Executing /script/topicalignment.R will produce a Shiny App displaying the results from Andreotta et al. The app allows users to interact with the data set by altering the parameters for grouping. As seen below, the user may alter three parameters: (1) the topic model examined (5, 10, or 20 topics per batch), (2) the minimum criteria for matching topics, below which topics are deemed too dissimilar to be grouped, and (3) the number of groups the user would like to extract from the grouping output (the groups containing the most topics will be extracted, the volume of tweets in groups is used to resolve ties). The remaining options allow users to save their output, as well as alter the display of the app (relevant for the third tab, "Summary of aligned topics")

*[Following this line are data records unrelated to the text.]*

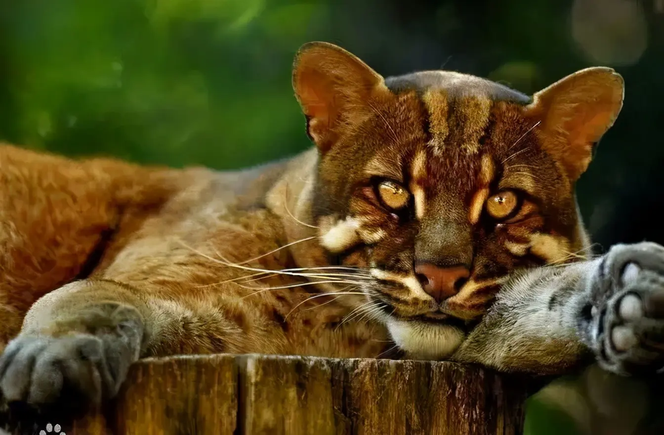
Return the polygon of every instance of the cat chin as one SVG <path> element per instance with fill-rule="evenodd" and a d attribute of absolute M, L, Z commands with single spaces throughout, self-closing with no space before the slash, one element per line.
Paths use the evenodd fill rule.
<path fill-rule="evenodd" d="M 387 329 L 394 343 L 414 359 L 438 360 L 452 355 L 464 333 L 451 325 L 423 323 L 390 318 Z"/>

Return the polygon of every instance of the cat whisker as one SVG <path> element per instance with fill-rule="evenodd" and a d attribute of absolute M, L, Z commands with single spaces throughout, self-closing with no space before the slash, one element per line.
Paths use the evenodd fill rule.
<path fill-rule="evenodd" d="M 262 258 L 263 257 L 266 257 L 266 256 L 268 256 L 268 255 L 270 255 L 271 254 L 274 254 L 274 252 L 278 252 L 280 251 L 281 250 L 284 249 L 285 248 L 288 248 L 289 246 L 292 246 L 294 244 L 297 244 L 298 243 L 301 243 L 302 242 L 307 242 L 308 240 L 310 240 L 315 238 L 316 238 L 315 236 L 311 236 L 311 237 L 305 237 L 304 238 L 301 238 L 299 240 L 295 240 L 295 242 L 291 242 L 290 243 L 288 243 L 288 244 L 284 245 L 281 248 L 277 248 L 276 249 L 273 249 L 272 250 L 270 251 L 269 252 L 266 252 L 265 254 L 264 254 L 262 255 L 259 255 L 258 257 L 254 257 L 253 258 L 250 258 L 249 260 L 245 260 L 244 261 L 240 262 L 239 263 L 235 263 L 235 264 L 236 265 L 238 265 L 238 264 L 246 264 L 247 263 L 250 263 L 252 261 L 256 261 L 256 260 L 260 260 L 260 259 Z"/>
<path fill-rule="evenodd" d="M 381 119 L 382 119 L 383 122 L 385 123 L 385 125 L 387 126 L 387 128 L 390 129 L 390 131 L 392 131 L 392 138 L 394 138 L 396 143 L 398 143 L 400 141 L 399 141 L 398 136 L 396 135 L 396 131 L 394 131 L 394 129 L 393 129 L 392 128 L 392 126 L 390 125 L 390 123 L 388 122 L 387 119 L 384 116 L 383 116 L 383 114 L 380 113 L 380 112 L 378 109 L 376 109 L 371 103 L 368 103 L 368 104 L 369 105 L 369 107 L 371 108 L 371 109 L 374 111 L 374 112 L 375 112 L 376 115 L 378 115 L 381 118 Z"/>
<path fill-rule="evenodd" d="M 337 329 L 338 329 L 345 323 L 347 323 L 352 321 L 353 319 L 357 318 L 359 315 L 361 315 L 361 314 L 365 313 L 367 309 L 371 308 L 373 306 L 374 306 L 374 303 L 372 301 L 368 301 L 367 302 L 365 302 L 365 304 L 363 304 L 362 305 L 359 305 L 359 307 L 351 311 L 350 313 L 347 314 L 345 317 L 344 317 L 344 318 L 341 319 L 341 321 L 339 322 L 339 324 L 337 327 Z"/>
<path fill-rule="evenodd" d="M 524 133 L 523 134 L 522 134 L 521 136 L 519 139 L 517 139 L 517 141 L 514 143 L 513 143 L 512 145 L 511 145 L 509 146 L 509 147 L 507 148 L 507 151 L 509 151 L 510 149 L 511 149 L 514 147 L 517 146 L 517 144 L 519 143 L 521 141 L 522 139 L 523 139 L 524 137 L 525 137 L 526 135 L 527 135 L 529 133 L 530 133 L 531 131 L 533 131 L 533 128 L 535 128 L 537 126 L 540 125 L 540 123 L 541 123 L 541 122 L 542 122 L 541 121 L 538 121 L 537 122 L 535 123 L 535 125 L 534 125 L 532 127 L 531 127 L 530 128 L 529 128 L 528 131 L 527 131 L 525 133 Z M 509 158 L 509 157 L 508 157 L 508 158 Z M 504 163 L 506 160 L 507 160 L 507 159 L 505 159 L 505 160 L 503 160 L 503 163 Z"/>
<path fill-rule="evenodd" d="M 326 276 L 325 274 L 307 274 L 307 273 L 299 273 L 295 272 L 286 272 L 284 270 L 270 270 L 268 269 L 260 269 L 258 268 L 252 268 L 246 266 L 242 266 L 242 264 L 238 264 L 228 262 L 228 260 L 224 258 L 223 256 L 222 256 L 218 252 L 216 252 L 216 254 L 219 256 L 219 258 L 221 258 L 221 260 L 219 260 L 218 258 L 214 258 L 208 255 L 207 254 L 205 254 L 205 252 L 201 252 L 201 251 L 196 250 L 192 248 L 191 246 L 189 246 L 189 245 L 186 244 L 184 242 L 182 242 L 181 240 L 180 240 L 179 242 L 183 246 L 185 246 L 187 249 L 191 250 L 192 252 L 198 254 L 199 255 L 203 256 L 203 258 L 207 258 L 210 261 L 214 262 L 219 264 L 222 264 L 223 266 L 226 266 L 227 267 L 235 268 L 236 269 L 240 269 L 242 270 L 247 270 L 249 272 L 263 272 L 267 274 L 276 274 L 280 275 L 288 275 L 290 276 L 303 276 L 305 278 L 325 278 Z M 353 274 L 353 278 L 367 279 L 367 280 L 369 279 L 368 274 L 366 275 L 366 276 L 363 276 L 360 274 L 357 274 L 357 275 Z"/>
<path fill-rule="evenodd" d="M 348 288 L 347 287 L 346 288 Z M 333 299 L 331 299 L 331 300 L 327 301 L 327 302 L 325 302 L 325 303 L 321 304 L 320 305 L 317 305 L 311 307 L 311 308 L 307 308 L 307 309 L 304 309 L 303 311 L 306 311 L 307 309 L 312 309 L 313 308 L 317 308 L 319 307 L 322 307 L 323 305 L 327 305 L 327 304 L 329 304 L 330 302 L 335 302 L 335 300 L 337 300 L 337 298 L 339 298 L 341 296 L 353 296 L 353 295 L 362 296 L 364 296 L 365 294 L 363 293 L 363 292 L 335 292 L 335 293 L 321 293 L 320 294 L 317 294 L 317 295 L 315 295 L 313 296 L 311 296 L 311 297 L 307 298 L 307 299 L 304 300 L 303 301 L 302 301 L 301 302 L 300 302 L 297 305 L 295 305 L 294 307 L 293 307 L 293 309 L 291 309 L 290 311 L 288 311 L 288 313 L 286 314 L 284 317 L 284 319 L 288 319 L 288 316 L 290 315 L 291 314 L 292 314 L 293 311 L 294 311 L 295 309 L 297 309 L 298 307 L 299 307 L 303 304 L 305 304 L 306 302 L 308 302 L 309 301 L 311 300 L 312 299 L 317 299 L 317 298 L 321 298 L 322 296 L 334 296 Z"/>
<path fill-rule="evenodd" d="M 507 157 L 507 159 L 505 159 L 505 160 L 503 160 L 503 161 L 501 161 L 501 164 L 504 164 L 505 162 L 507 161 L 508 160 L 509 160 L 512 157 L 515 157 L 519 155 L 519 154 L 521 154 L 521 153 L 527 151 L 529 151 L 529 150 L 530 150 L 530 149 L 529 149 L 529 148 L 524 148 L 523 149 L 521 149 L 520 151 L 517 151 L 516 153 L 515 153 L 514 154 L 512 154 L 509 157 Z"/>
<path fill-rule="evenodd" d="M 384 355 L 384 354 L 386 354 L 386 353 L 387 353 L 388 352 L 391 352 L 392 351 L 394 350 L 395 349 L 397 349 L 398 347 L 399 347 L 398 345 L 394 345 L 392 347 L 390 347 L 390 348 L 387 349 L 386 350 L 384 350 L 382 352 L 380 352 L 377 355 L 376 355 L 376 359 L 380 359 L 380 357 L 382 357 L 383 355 Z"/>
<path fill-rule="evenodd" d="M 533 178 L 535 179 L 536 180 L 540 180 L 540 181 L 542 181 L 542 179 L 540 177 L 538 177 L 537 175 L 535 175 L 535 174 L 532 174 L 532 173 L 531 173 L 529 172 L 513 172 L 513 173 L 511 173 L 511 175 L 519 175 L 519 174 L 521 174 L 522 175 L 527 175 L 529 177 L 532 177 Z"/>
<path fill-rule="evenodd" d="M 288 199 L 290 197 L 289 195 L 290 192 L 290 191 L 289 191 L 289 187 L 290 185 L 288 185 L 288 183 L 286 183 L 286 201 L 284 202 L 284 208 L 286 209 L 286 213 L 288 213 L 288 216 L 290 216 L 291 219 L 293 219 L 294 221 L 295 221 L 300 225 L 303 225 L 304 226 L 308 226 L 309 228 L 313 228 L 314 229 L 318 229 L 319 228 L 320 228 L 319 226 L 316 226 L 315 225 L 311 225 L 305 222 L 302 222 L 301 220 L 300 220 L 299 219 L 298 219 L 297 218 L 296 218 L 295 216 L 293 215 L 293 213 L 291 213 L 290 209 L 288 209 Z"/>
<path fill-rule="evenodd" d="M 250 290 L 260 290 L 260 291 L 261 292 L 263 290 L 281 290 L 286 288 L 293 288 L 295 287 L 304 287 L 305 286 L 313 286 L 314 284 L 354 284 L 356 286 L 359 285 L 357 283 L 351 282 L 349 281 L 341 281 L 339 280 L 329 280 L 325 281 L 306 281 L 305 282 L 296 282 L 292 284 L 288 284 L 286 286 L 275 286 L 274 287 L 252 287 L 251 286 L 243 286 L 240 284 L 238 284 L 237 282 L 234 284 L 235 285 L 242 287 L 242 288 L 246 288 Z"/>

The first of three tabs ("Topics") in the app allows users to browse the data set. The second tab ("Alignment of topics across batches") allows users to view the alignment of topics corresponding to their parameter selection. On the horizontal axis are the batches. Each square represents a topic in the data set. Squares in pink have been aligned, whereas squares in grey did not satisfy the criteria for alignment ('unextracted'). The groupings are ordered according to the number of topics aligned, and are shown on the vertical axis (from 1 to the number of groups extracted, after which unextracted topics are shown in grey). If the number of groups extracted is changed, the figure will adapt accordingly:
Lastly, the final tab "Summary of aligned topics" presents a tabulated summary of the aligned topics. Each row of this table is a group of topics classified as similar by the algorithm. Grouping ID contains a unique ID for each group of topics. Topics in Group is the number of topics in each group. Volume of tweets is the total number of tweets belonging to a group of topics. Volume of tweets (%) expresses volume as a percentage of the total corpus. Prominent Keywords contains keywords shared between the topics grouped. Users can alter the definition of 'prominent' through the slider "Proportion of times a keyword must occur in aligned topics to be displayed in summary". If set at 0, all keywords belonging to all topics in each group will be shown. If set to 1, only keywords shared between all topics in a group will be displayed (see below).
The proportion of the corpus covered by extracted groupings is indicated above the table in a sentence form.
A variety of display options exist for users wishing to see more information (see below). Users can hide the keyword and volume columns of the table by switching off the corresponding buttons. Users wishing to see the specific topics aligned can activate the button: "Show topics in summary". Users can view the batches which correspond to a given grouping by activating "Show batches in summary". Lastly, users can view the results of all groupings (including ones classified as unextracted) by activating the "Show unextracted in summary" button. This option adds an "Extraction ID" to the table, where alignments are given the ID corresponding to the figure on the second tab. Unextracted alignments are allocated an ID of 0.